Mehr Augenmerk soll auf die 1,5 Milliarden Menschen mit Übergewicht gelegt werden, die keineswegs nur in den reichen Staaten leben. Der Vertreter Panamas wies darauf hin, dass in seinem Land statistisch genauso viele Menschen unterernährt wie fettleibig seien. "Wir kämpfen an zwei Fronten", so Luis Vega vom Gesundheitsministerium in Panama. In den wohlhabenden Vereinigten Arabischen Emiraten sind 50 Prozent aller Erwachsenen bereits fettleibig. Auch Kinder und Jugendliche leiden zunehmend an Bewegungsmangel.

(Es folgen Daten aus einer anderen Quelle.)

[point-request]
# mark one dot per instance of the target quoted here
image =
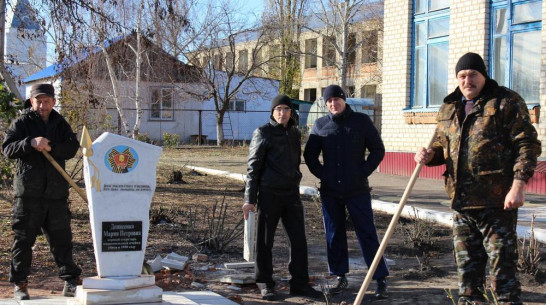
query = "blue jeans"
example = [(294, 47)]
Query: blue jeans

"Jetzt muss es konkret werden"
Bei der Welternährungskonferenz wurden viele Probleme aufgezeigt und erste Diskussionen auch mit den 150 vertretenen Hilfsorganisationen und Verbänden angestoßen. Das sei schon einmal ganz positiv, meint Bernhard Walter von der Aktion "Brot für die Welt", einer Einrichtung der evangelischen Kirchen in Deutschland. "Ich denke, das Glas ist halbvoll und halbleer. Es war wichtig, dass das Thema der Mangelernährung einmal auf die internationale Agenda kommt. Aber das war nur ein erster Schritt und jetzt müssen wir gucken, wie es weitergeht. Es ist ganz wichtig, dass die Staaten jetzt Maßnahmen beschließen, umsetzen und auch mit Geldern ausstatten", sagte Bernhard Walter der DW in Rom. Im kommenden Jahr sollen die Vereinten Nationen die Forderungen und Aktionsplänen der zweiten Ernährungskonferenz übernehmen und eine Dekade gegen den Hunger ausrufen. "Insgesamt ist der Fortschritt eine langsame Schnecke", sagt Bernhard Walter.